Bei den Buntbarschen sieht die Situation dagegen ganz anders aus. Schon seit diese Fisch-Familie vor vielleicht sechzig bis hundert Millionen Jahren entstand, sind bei fast allen Arten die beiden oberen und die beiden unteren Knochenplatten des Schlundkiefers miteinander verwachsen. „Dadurch können die Muskeln viel mehr Kraft auf die größeren Platten bringen und sie auch wie Mahlsteine gegeneinander verschieben“, fasst Ole Seehausen den großen Vorteil zusammen. So können die Fische auch sehr harte Beute zermahlen, an der sich andere Arten die Zähne ausbeißen würden.

Diese Erfindung haben Buntbarsche genutzt, um sehr unterschiedliche Beute zu zerkleinern, wie die Artenvielfalt im Victoria-See zeigt. Dort entstanden aus einer einzigen Art in gerade einmal 15 000 Jahren ungefähr 500 Buntbarsch-Arten.
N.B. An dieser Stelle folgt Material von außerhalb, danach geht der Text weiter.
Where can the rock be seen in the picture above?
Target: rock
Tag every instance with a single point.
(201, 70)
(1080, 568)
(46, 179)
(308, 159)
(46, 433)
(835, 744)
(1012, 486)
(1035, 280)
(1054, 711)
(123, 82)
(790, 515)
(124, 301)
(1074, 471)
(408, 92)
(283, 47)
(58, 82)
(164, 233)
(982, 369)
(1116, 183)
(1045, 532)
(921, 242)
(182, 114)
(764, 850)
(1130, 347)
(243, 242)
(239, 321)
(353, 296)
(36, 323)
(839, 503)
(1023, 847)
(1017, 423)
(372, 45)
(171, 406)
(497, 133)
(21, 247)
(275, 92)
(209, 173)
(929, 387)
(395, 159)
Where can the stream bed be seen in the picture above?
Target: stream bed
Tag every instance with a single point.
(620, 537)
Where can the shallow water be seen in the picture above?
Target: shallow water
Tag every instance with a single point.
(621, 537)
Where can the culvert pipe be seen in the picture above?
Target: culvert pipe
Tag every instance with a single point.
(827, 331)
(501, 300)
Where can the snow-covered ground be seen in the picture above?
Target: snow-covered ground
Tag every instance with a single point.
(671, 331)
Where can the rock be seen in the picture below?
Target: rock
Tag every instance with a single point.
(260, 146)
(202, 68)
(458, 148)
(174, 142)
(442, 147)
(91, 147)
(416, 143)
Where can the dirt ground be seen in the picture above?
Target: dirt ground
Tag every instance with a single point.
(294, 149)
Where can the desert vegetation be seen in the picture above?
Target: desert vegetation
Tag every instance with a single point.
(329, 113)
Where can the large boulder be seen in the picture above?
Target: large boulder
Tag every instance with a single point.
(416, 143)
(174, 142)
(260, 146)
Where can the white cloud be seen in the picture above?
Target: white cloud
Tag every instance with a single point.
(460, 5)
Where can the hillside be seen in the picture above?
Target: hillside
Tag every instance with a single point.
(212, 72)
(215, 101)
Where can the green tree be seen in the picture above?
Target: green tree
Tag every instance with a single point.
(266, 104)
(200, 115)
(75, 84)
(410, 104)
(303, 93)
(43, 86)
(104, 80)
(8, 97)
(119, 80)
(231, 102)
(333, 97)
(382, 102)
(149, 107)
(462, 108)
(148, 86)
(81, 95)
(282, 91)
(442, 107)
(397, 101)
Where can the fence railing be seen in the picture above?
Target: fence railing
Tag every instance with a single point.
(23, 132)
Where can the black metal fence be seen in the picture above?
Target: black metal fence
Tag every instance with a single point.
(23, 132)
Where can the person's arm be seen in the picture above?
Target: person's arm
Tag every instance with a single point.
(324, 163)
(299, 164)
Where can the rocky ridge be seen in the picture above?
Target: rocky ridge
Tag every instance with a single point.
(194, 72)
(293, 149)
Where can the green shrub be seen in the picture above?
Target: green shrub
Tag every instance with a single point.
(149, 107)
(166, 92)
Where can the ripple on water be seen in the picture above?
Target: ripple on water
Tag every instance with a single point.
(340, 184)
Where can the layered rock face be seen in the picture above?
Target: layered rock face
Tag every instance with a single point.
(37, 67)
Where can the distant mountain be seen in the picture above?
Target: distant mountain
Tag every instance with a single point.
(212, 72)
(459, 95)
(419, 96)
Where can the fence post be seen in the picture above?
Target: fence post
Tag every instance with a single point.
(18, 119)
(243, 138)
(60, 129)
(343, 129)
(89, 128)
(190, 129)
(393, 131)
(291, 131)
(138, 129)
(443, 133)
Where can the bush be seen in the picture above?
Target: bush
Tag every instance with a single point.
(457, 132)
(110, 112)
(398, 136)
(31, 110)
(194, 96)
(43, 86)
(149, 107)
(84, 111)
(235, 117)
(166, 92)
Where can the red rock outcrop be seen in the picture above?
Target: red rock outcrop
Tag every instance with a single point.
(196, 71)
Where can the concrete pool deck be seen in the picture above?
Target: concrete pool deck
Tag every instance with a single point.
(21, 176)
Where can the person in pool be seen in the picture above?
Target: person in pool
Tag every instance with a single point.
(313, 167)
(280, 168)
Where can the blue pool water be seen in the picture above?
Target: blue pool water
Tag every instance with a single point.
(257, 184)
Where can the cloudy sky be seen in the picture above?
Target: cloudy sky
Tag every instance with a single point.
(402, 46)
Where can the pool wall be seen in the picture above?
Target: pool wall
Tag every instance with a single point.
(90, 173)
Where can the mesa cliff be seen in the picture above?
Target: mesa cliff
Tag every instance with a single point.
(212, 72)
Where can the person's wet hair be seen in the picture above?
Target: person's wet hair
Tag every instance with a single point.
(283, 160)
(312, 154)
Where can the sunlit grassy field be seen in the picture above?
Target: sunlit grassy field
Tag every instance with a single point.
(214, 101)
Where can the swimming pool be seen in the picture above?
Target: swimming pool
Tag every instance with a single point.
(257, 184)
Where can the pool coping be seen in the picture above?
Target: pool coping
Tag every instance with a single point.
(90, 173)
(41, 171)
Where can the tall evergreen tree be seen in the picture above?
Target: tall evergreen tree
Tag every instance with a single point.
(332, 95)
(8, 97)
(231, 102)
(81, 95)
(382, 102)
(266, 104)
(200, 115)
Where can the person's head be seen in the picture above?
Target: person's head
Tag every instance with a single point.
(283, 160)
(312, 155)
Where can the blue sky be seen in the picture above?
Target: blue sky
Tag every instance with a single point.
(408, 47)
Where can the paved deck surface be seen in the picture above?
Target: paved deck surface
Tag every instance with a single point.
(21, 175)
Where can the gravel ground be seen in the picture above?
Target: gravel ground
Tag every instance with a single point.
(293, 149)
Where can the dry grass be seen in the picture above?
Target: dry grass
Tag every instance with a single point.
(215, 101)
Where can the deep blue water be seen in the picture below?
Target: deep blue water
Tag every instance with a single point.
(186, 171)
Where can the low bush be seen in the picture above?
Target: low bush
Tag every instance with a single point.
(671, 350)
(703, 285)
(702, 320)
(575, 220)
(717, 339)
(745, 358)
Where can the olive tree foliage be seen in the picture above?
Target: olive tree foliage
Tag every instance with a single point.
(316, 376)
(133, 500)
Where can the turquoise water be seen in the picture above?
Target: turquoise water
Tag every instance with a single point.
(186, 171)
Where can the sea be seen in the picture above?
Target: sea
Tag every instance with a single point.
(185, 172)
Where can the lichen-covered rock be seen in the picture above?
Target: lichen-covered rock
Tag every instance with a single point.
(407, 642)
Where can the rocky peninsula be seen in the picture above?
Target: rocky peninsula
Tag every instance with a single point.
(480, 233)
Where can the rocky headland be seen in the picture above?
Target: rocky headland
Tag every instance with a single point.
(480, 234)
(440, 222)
Buntbarsche kommen nicht hinterher

Im Maßstab der Evolutionsbiologie ist das ein extrem hohes Tempo, bei dem der Schlundkiefer der Tiere neben anderen Eigenschaften der Buntbarsche durchaus eine wichtige Rolle spielt. 1952 aber begann die Situation zu kippen, weil Menschen den Nilbarsch als neuen Speisefisch im Victoria-See aussetzten, um ihre Fänge aufzubessern. Seit den 1980er Jahren beobachten Forscher wie Ole Seehausen, dass die Buntbarsch-Vielfalt wieder verschwindet. Einen der Gründe dafür entdeckte Matt McGee, als er vor seinem Wechsel in die Schweiz an der Universität von Kalifornien in Davis untersuchte, wie schnell verschiedene Arten aus dem Victoria-See ihre Beute verarbeiten: Ein Nilbarsch schluckt einen gefangenen Fisch normalerweise innerhalb weniger Minuten. Die alteingesessenen schaffen das nicht. „So lange nach Beginn der Mahlzeit hängt ihnen oft noch der Schwanz der Beute aus dem Maul“, erklärt Ole Seehausen.

Solange die Fischfang-Spezialisten noch ohne den Konkurrenten Nilbarsch im Victoria-See schwammen, war dieses langsame Fressen kein Nachteil, weil ja alle Arten ihre Beute langsam zermahlen mussten. Die Konkurrenz hat die rund hundert Arten, die auf Fischfang spezialisiert sind, praktisch verschwinden lassen. Überlebt haben wenige Arten, die zwar Fische fressen, daneben aber noch einige andere Organismen vertilgen.